The Strad Issue: January 2013
Description: Easy virtuosity on display in early Romantic repertoire
Musicians: Ingolf Turban (violin) Kolja Lessing (piano)
Composer: Spohr
Ingolf Turban and Kolja Lessing are worthy advocates for the blend of virtuosity, emotional unpredictability and lyrical charm that comprises Spohr’s Grand Duo concertant op.112. They possess the requisite surety of technique to overcome the various digital challenges and put them to good musical service: consequently, alongside playing of sometimes neat and other times muscular virtuosity, there are some sublimely lyrical moments, with rubato gainfully employed and expressive contrasts strikingly interpreted. Indeed, it seems churlish to wish for greater sensuality from Turban in the first movement’s development and the Larghetto, a touch more drama in the scherzo’s trio and a generally more unbuttoned approach, in order fully to realise Spohr’s somewhat quirky fertility.

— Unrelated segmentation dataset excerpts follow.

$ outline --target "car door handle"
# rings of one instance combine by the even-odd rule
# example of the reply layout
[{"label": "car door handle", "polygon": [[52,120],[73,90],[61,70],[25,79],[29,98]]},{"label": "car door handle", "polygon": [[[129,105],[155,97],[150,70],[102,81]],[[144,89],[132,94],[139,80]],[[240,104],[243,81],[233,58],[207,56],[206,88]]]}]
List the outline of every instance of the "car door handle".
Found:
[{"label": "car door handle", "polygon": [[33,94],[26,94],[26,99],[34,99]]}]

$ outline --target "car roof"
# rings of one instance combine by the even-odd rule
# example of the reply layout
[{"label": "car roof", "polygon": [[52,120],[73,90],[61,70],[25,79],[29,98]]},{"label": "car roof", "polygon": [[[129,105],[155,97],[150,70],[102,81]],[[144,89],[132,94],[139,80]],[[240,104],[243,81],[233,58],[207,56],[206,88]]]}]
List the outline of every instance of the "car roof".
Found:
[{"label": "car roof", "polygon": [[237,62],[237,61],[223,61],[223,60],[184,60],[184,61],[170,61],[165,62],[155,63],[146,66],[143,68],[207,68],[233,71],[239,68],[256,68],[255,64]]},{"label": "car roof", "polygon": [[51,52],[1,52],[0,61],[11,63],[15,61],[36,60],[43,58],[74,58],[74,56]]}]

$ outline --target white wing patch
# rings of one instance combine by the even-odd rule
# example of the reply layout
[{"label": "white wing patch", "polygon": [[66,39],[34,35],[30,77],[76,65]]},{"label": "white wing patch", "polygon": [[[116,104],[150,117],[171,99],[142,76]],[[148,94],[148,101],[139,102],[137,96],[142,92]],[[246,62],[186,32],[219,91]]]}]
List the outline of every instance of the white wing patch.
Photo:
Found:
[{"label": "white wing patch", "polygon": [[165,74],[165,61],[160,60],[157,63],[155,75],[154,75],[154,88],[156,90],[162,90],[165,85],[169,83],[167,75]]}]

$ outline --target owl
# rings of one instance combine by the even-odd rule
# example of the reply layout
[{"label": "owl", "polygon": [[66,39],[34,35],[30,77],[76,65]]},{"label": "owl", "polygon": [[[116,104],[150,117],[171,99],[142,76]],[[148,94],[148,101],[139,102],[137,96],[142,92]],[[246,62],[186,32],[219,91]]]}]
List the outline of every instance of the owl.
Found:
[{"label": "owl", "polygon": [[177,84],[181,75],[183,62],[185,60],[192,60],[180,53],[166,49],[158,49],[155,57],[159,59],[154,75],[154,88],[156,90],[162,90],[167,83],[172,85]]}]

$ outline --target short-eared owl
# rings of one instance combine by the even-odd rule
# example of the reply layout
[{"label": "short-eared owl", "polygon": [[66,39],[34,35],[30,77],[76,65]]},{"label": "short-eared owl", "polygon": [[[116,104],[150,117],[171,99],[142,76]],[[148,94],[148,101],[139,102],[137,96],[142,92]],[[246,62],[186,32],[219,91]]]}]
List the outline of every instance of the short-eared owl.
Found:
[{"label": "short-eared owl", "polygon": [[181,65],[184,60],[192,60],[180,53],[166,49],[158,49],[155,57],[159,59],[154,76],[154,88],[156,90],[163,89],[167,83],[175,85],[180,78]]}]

Turban captures Spohr’s declamatory violin idiom with aplomb in the ternary Adagio in G major, dispatching its various embellishments with appropriate flexibility and, with Lessing’s assistance, making good sense of its often progressive harmony. And these players’ easy virtuosity holds one enthralled in their accounts of the six Salonstücke op.135, which successfully capture these miniatures’ charming characteristics, ranging from the melodious Barcarole to the capricious scherzo and central section of the Romantic Mazurka, the restless Sarabande and the challenging Siciliano and Air Varié. Balance seems about right in this clear, bright recording.